Sunday, October 17, 2010

i was losing it

when I was at the all staff work meeting last Friday. It was all in Japanese for two hours and I got really uncomfortable and wanted to cry.

I tend to feel like that when I am very exhausted. So it wasn't anyone's fault, it was all me..

I knew it wasn't about the language too, because it is not the first time for me to be in a meeting like that. On the first day of work, other than I was being introduced in front of 70, 80 teachers that morning, I did about the same thing - I sat there trying to guess what was going on. It was a shorter one, but that Monday morning I was very excited and didn't feel dizzy at all.

Last Friday was my three-week mark. I was very exhausted and have been having too little sleep or food to be honest.

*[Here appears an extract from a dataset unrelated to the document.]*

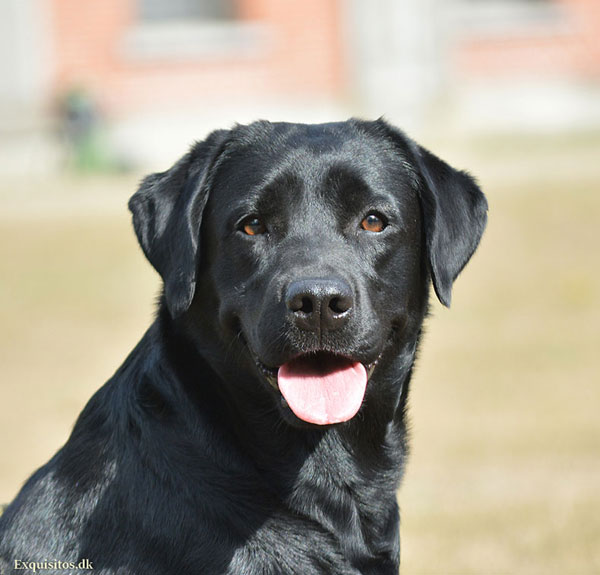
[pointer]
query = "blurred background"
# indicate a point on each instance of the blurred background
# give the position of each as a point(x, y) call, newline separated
point(504, 475)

My first week of work has an easy schedule, I went around to meet teachers and tried to remember kids' name when they are being introduced to the new Risa Sensei (teacher). I fought with the wireless at school and in the apartment. My dell was not picking up any signals while my co-workers with light and pretty Fujitsu laptops were just cruising away on the internet anywhere at school.

I somehow found a hot spot near the window in my tatami bedroom. But because I sat there with a bad posture and blood circulation, and constantly being freaked out by the gecko outside my window... going on to the internet wasn't really a fun experience anymore.

1 comment:

Polly said...

That reminds me of when we were at HK Disney Land and we went on a little boat and the guide was speaking Mandarin and Becky and I had no clue what was going on. Everyone was looking in the water and screaming and falling on each other and we just screamed too, not knowing what was going to happen. It was fun though and not stressful because it wasn't a job and we didn't have to know what was going on. It will get easier and better, your doing great!!